First, we want to increase the saturation of the image. How much it is increased depends on the desired effect and the source image.

For my example, I increased the saturation to 60.

We will also increase the contrast a bit.

For the example, I found 20 to be a good setting.

Now that we have the base layer situated. It is time to work on the next layer. The second layer will start off as a duplicate of the first in its current form. Right click the first layer and select “Duplicate Layer”.

The purpose of the second layer is to hold a blur. We will now apply the blur to the layer. Before doing this, be sure the new layer is selected. You may also wish to name this layer something other than the default, do this by double clicking the layer name.

When in the Gaussian Blur dialog box, adjust the radius to something between two or three, all the way up to ten or so. The larger the resolution of the base image, the larger radius you want to use. Even with saying that, please play around to determine which works best for you and your photo.

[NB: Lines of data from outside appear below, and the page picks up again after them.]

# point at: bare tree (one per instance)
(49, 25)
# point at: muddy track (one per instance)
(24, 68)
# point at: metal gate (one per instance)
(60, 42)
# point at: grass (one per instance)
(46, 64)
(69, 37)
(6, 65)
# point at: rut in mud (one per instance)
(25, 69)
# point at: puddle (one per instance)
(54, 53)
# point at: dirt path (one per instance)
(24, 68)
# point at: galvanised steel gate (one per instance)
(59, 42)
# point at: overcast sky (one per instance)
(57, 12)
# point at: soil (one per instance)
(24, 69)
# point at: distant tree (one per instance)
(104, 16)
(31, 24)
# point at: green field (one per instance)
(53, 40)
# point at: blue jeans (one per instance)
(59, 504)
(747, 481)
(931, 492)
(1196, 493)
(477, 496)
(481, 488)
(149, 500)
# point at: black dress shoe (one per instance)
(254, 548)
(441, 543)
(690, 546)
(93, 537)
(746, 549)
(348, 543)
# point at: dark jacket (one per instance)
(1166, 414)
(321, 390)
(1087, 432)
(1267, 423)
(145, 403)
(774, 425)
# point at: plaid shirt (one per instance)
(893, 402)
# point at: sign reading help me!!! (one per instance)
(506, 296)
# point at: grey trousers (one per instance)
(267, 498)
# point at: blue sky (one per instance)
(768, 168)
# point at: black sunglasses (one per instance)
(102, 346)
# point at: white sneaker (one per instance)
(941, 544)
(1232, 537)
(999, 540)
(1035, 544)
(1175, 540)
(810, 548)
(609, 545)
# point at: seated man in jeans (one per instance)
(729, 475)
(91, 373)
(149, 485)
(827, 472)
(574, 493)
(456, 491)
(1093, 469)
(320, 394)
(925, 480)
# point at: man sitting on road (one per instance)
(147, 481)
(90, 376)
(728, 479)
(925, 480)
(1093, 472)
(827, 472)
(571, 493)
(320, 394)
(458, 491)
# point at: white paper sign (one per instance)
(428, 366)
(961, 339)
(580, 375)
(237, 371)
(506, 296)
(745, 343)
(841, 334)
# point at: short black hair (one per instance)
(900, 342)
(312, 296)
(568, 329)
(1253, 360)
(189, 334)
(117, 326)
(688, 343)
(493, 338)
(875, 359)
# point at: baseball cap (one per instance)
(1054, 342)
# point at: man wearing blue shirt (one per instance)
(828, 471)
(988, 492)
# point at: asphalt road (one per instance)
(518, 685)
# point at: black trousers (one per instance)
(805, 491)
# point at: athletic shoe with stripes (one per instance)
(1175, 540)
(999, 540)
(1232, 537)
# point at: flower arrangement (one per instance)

Now that we have the blur applied, we want to set it so that the original shows through at one area. This will create the final product’s focal point.

In order to accomplish this, we will create a layer mask on the second layer. Right click the layer and select “Add Layer Mask…”.

Leave the dialog box with the default setting of “White (full opacity)”.

We will apply a blend as the layer mask. Select the Blend tool, and check the settings. Gradient should be set as shown, and Shape should be set to “Bi-linear”.

Drag over a portion of the image to create a blend. This will be applied to the mask, so where the blend is added, the first layer will show through.

Tip: Use Ctrl as you drag to keep to fixed degrees.

If it doesn’t look as desired after the first blend, feel free to try again, as a new blend will overwrite the older one.

There are many examples of photos like this on the web. Some were done using a fancy (and expensive) lens on an equally expensive camera, and others were done digitally with Photoshop, or now GIMP. I look forward to seeing your creations in the comments!


  1. Tilt-Shift Photography « a p f e l k r a u t . o r g said,

    January 26, 2009 @ 3:20 am

    […] image manipulation program, there are several tutorials available: In English at Gimparoo!, at Andrew’s Home On The Web, another one with a more advanced technique at Rob A’s (Im)personal Blog and in German at […]

  2. skarld said,

    December 30, 2009 @ 1:56 am

    Thanks for the post. Well done and easy to follow with the screen captures. Here’s my first effort. http://bit.ly/8sqECE

  3. skarld said,

    December 30, 2009 @ 10:28 am

    That link should have been http://twitpic.com/vu8uk

  4. tom said,

    September 30, 2010 @ 5:55 pm

    fantastic tutorial, best one i have seen that has given results, question though, is there an easier way to blend other tan using gradient? as following a road ( i was using an Ariel photo of a motorway) that is diagonal?